Necessary and available skills
Companies across the UK involved in the renewable energy industry have reported difficulties in recruiting skilled personnel in, for instance, the fields of engineering (electrical, mechanical), design, project management and the marine environment. This is due in part to a general shortage of graduates specialising in such disciplines in the UK, combined with a difficulty in attracting experienced personnel from other sectors due to competition with other more established industries (in particular, the oil and gas industry). This will be exacerbated by competition for skills from the construction and other engineering sector.
Tackling the issues above, in line with developers' timelines, will take investment of unprecedented sums of money, on levels way beyond Government's and utilities current expenditure limits. Therefore, innovative funding solutions must be sought to attract the significant levels of private sector investment needed if the offshore wind sector is to deliver as planned. This challenge is heightened given the current economic climate.
Securing support of local communities and existing users of the sea
Whilst offshore wind development will bring unprecedented economic and environmental opportunities to Scotland, it is key that the offshore wind sector engages directly and frequently with local communities, local authorities, interested parties and existing users of the sea to secure their support for the developments being taken forward.
The consistent theme, across all of the above issues, is timing and accessing unprecedented levels of resource and finance, particularly in the first half of the decade, to make Scotland's offshore wind ambitions a reality.
The following table outlines OWIG's priority recommendations which, if implemented in the near future, will give Scotland the best chance of securing this Route Map's most ambitious growth scenario.

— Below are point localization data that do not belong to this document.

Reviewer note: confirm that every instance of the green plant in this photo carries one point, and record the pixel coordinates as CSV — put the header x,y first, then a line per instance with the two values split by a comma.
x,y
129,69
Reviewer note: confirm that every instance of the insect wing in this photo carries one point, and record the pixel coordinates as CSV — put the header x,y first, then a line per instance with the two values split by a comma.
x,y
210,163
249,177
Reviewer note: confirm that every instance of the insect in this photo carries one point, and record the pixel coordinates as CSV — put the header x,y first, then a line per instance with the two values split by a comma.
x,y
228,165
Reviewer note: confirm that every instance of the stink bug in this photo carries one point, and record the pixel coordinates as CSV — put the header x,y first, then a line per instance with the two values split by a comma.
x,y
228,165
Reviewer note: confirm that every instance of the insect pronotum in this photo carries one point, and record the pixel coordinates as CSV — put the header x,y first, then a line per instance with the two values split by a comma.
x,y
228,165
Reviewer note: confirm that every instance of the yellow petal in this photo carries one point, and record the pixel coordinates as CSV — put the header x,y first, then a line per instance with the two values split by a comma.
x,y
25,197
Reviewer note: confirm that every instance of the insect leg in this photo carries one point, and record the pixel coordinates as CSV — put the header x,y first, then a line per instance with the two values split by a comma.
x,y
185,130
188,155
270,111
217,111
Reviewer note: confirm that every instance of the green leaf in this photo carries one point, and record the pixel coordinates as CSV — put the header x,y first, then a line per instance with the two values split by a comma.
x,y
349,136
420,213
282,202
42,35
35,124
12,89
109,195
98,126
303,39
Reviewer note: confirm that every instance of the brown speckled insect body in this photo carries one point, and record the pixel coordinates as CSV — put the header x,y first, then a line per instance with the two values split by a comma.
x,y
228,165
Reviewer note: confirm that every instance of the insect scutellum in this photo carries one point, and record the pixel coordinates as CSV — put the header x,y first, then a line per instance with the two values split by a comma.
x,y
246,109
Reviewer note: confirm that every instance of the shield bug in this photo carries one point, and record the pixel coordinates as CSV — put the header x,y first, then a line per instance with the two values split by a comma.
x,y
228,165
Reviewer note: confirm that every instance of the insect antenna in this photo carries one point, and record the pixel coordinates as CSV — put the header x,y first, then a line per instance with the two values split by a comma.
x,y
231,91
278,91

Following publication, OWIG will continue with its programme of work, driven by the recommendations within this Route Map. This programme of work will continue to evolve at a fast pace and significant changes to the programme of work are anticipated over the coming months. The Offshore Energy Programme Board, at strategic level, will oversee the work of the OWIG group as it pursues this Route Map's recommendations. In addition, OWIG will undertake a fundamental review of progress against these recommendations at the end of 2012.